A volte la bellezza di una scrittura può anche fare male. E’ la vertigine della complessità? O è una questione di musica, lo sgomento che lasciano le parole quando raggiungono certe armonie? O sono le immagini evocate, così impreviste eppure così vere? La prosa stupenda di Maylis de Kerangal costringe a queste domande, specie quando si legge ‘Riparare i viventi’ (traduzione di Maria Baiocchi e Alessia Piovanello, Feltrinelli).
Tutto il romanzo è ambientato in 24 ore, in un reparto di rianimazione. Un adolescente, Simon Limbres, dopo un incidente entra in coma irreversibile e i medici devono convincere i genitori a donare i suoi organi.
La temperatura emotiva è altissima, non c’è un attimo di sollievo, brucia la storia e brucia ogni paragrafo. La morte è il più grande tabù contemporaneo, ma Maylis de Kerangal non fa sconti al tema. Riesce persino a raccontarla attraverso lo schermo di una risonanza, a descrivercela come «un rettangolo di 16 pollici irradiato di luce nera» o come una «macchia mobile dal contorno irregolare che opacizza una forma più chiara e più vasta, eccola, è lei».
Qui si affronta tutto, e lo scopo è proprio quello di «scavare insieme in quella zona fragile del linguaggio dove si dichiara la morte». Alla letteratura non interessa esorcizzare il dolore o addomesticarlo come nelle serie tv dove «per quanto il cadavere occupi tutto il campo visivo, soffocando lo schermo» resta «un simulacro», «una potenzialità narrativa, drammaturgica» che «tiene la morte a distanza». No, qui no. Qui il dolore viene vivisezionato.
Un esempio: quando la madre del ragazzo deve avvertire il padre al telefono, si rende conto che la voce di suo marito è «la voce della vita di prima», perché lui ancora non sa. L’abisso sta in questo tempo breve – «tre minuti, un uovo alla coque» – sta in questo dislivello fra due coscienze.
Il segreto dello sguardo profondo di questa autrice francese, che non ha paura di dare alle cose il loro nome – perché nulla è impronunciabile, la sfida è proprio questa: come i medici devono essere capaci di dichiarare la morte di qualcuno (e a volte anche di qualcuno che respira ancora), deve riuscirci uno scrittore – il segreto è l’uso del linguaggio scientifico. Che alla fine non è freddo come sembra, se modellato con umanità.
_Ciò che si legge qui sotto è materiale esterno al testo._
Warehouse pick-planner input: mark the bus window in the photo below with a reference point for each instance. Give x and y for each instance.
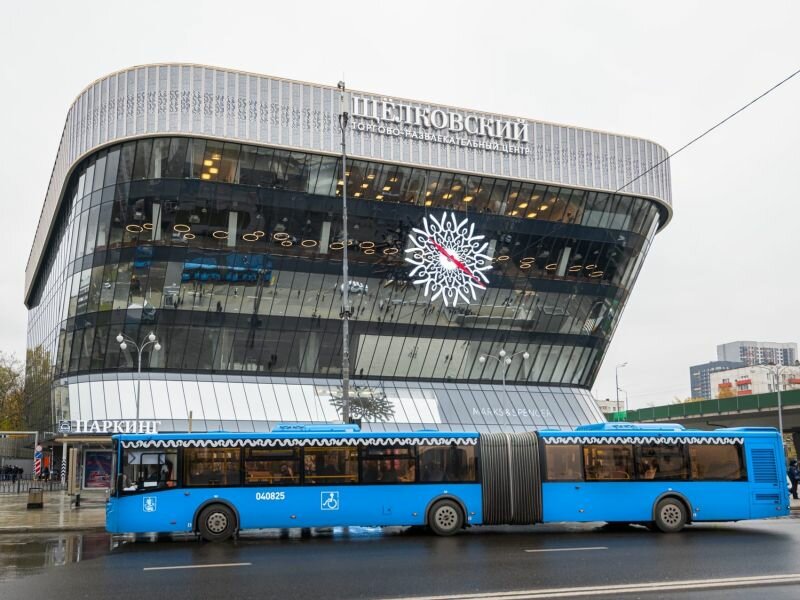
(712, 461)
(272, 466)
(330, 465)
(447, 463)
(211, 466)
(388, 464)
(662, 461)
(146, 470)
(563, 462)
(606, 461)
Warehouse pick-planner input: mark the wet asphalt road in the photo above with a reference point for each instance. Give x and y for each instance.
(370, 563)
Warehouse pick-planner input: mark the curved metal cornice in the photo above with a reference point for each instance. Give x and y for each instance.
(205, 101)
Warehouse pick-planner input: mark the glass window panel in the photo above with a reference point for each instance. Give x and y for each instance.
(272, 466)
(720, 462)
(160, 158)
(563, 462)
(330, 466)
(148, 469)
(662, 461)
(208, 467)
(447, 463)
(144, 149)
(176, 165)
(607, 461)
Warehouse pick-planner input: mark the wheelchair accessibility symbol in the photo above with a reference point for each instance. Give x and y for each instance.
(329, 500)
(149, 504)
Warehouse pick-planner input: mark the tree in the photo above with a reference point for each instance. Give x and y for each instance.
(12, 393)
(369, 404)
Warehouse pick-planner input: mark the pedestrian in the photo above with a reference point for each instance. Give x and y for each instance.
(794, 476)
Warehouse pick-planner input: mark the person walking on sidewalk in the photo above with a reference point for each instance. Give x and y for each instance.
(794, 476)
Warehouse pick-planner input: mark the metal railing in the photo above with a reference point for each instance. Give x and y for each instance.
(21, 485)
(710, 408)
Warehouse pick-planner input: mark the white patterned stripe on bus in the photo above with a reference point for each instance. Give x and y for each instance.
(617, 439)
(240, 443)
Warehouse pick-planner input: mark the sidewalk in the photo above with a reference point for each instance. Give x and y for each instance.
(57, 514)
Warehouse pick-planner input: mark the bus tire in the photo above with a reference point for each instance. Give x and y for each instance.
(445, 518)
(216, 523)
(671, 515)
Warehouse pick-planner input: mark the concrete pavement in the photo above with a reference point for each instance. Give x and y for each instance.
(58, 514)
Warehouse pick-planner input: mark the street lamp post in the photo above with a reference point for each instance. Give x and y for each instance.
(344, 116)
(616, 377)
(776, 371)
(151, 340)
(503, 360)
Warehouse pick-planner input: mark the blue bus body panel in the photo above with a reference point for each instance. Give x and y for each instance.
(634, 501)
(174, 510)
(763, 495)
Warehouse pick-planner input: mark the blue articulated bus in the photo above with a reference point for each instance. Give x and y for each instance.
(217, 484)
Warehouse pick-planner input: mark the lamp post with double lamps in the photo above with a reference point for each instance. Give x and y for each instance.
(151, 340)
(616, 378)
(504, 360)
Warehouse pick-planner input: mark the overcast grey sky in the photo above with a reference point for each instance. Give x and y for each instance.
(726, 268)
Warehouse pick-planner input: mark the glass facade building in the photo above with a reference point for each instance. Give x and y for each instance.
(214, 219)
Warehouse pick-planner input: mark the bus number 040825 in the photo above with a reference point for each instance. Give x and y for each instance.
(270, 495)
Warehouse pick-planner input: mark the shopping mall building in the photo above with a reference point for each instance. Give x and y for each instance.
(205, 205)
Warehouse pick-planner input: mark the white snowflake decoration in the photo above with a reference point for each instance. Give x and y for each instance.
(449, 259)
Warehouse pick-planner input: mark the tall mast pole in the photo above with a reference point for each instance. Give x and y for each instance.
(343, 118)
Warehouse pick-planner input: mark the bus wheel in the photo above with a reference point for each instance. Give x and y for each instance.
(216, 523)
(445, 518)
(670, 515)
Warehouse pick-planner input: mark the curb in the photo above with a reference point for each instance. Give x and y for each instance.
(68, 529)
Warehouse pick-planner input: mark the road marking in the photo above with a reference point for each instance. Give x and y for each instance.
(632, 588)
(212, 566)
(567, 549)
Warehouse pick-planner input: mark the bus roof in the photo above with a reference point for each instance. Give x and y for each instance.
(300, 433)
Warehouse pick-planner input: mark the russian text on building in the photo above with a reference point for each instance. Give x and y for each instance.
(204, 205)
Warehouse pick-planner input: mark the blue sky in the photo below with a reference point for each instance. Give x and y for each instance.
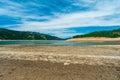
(62, 18)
Il cuore di Simon non è solo un organo da espiantare, ha una vita anche nella memoria del corpo di sua madre (la memoria «riguarda tutto il corpo») quindi viene raccontato così: «il diciassettesimo giorno grappoli di cellule sanguigne confluiscono in un sacchetto per formare la rete vascolare iniziale, che comincia a pompare il ventunesimo giorno, il sangue scorre nei condotti in formazione, innervando tessuti, prendono forma le quattro cavità, tutto al posto giusto anche se incompleto il cinquantaseiesimo giorno». Un cuore nasce nella pancia di una donna e viene spostato nel petto di un’altra. Tutto quello che passa in mezzo è la morte, o la vita.